New Study Identifies Several Inherited Mutations in Autism
Until recently, although researchers observed that autism is somehow related to genetic transmission, only a handful of causes have been found. One of the main reasons why not enough data exists is because of the high variety of mutations that are behind the disease. However, a team of researchers from the Children’s Hospital in Boston managed to pinpoint some mutations through the use of whole-exome sequencing. Theirs studies were done on large Middle Eastern families that suffer from autism. Their study was just published in the journal Neuron.

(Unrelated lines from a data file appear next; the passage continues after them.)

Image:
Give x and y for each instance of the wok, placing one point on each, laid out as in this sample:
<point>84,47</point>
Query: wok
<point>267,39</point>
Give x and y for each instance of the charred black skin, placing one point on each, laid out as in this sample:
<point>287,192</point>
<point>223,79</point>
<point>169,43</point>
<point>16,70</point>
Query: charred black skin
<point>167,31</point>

According to the research team, they found that multiple genes that are implicated in different genetic syndromes may also suffer a less sever mutation and become the cause of autism. Tim Yu, Maria Chahrour and Christopher Walsh, the three leaders of the research team, began their study with three large families from the Middle East. Each family had at least two children who suffered from ASDs (Autism Spectrum Disorders). They searched each family for traces of recessive mutations. According to Dr Walsh, they investigated Middle Eastern families due to the fact that US families are usually smaller.The parents from all the three families that were investigated are first cousins. This is a common tradition in Middle Eastern families, and has aided the research greatly. Genetic mapping techniques were used to narrow the search to various specific chromosomal locations. This was followed by the sequencing of protein-coding genes (also known as whole-exome sequencing). The investigators discovered three new mutated genes that weren’t formerly associated with autism. However, one of these genes, the AMT gene, is associated with glycine encephalopathy, a very sever metabolic syndrome with exclusively neurological symptoms. The second gene, known as PEX7, is related to rhizomelic chondrodysplasia punctata, a genetic syndrome that causes seizures, congenital cataracts and death. The third gene, named SYNE1 is associated with severe motor problems and brain malformations. All these syndromes include either intellectual disabilities or autistic behavior, but neither are considered to be the primary symptom.
Maria Chahrour, the first author of the study, notes that their research is the first to link these three genes to autism. She added that “The AMT and PEX7 mutations weren’t picked up by standard tests for metabolic disorders, but when you’re able to sequence the entire exome, you can find them”. A total of 163 Middle Eastern families which had two or more children suffering from autism were included in the study. The scientists searched for different metabolic and genetic syndromes that affect the brain functions. A total of 70 genes were studied, all implicated in different syndromes. They used the same whole-exome sequencing technique in order to analyze the mutations of these genes, thus allowing them to discover several new mutations that can be linked to autism spectrum disorders. Researchers also linked the genes VPS13B, POMGNT1 and MECP2. The first gene is linked to the Cohen syndrome, the second gene is linked to several brain malformations, whilst the third gene is linked to Rett syndrome.
“We have textbook descriptions of all these diseases, but in real life, there can be atypical, milder presentations of the same disease,” says Yu, also a first author in the study. Along with the Middle Eastern families, researchers also investigated data from 612 families from the United States and found at least two gene mutations that were similar in both family cohorts. According to Yu, further studies will allow a rough estimation on the number of autism cases that follow this pattern.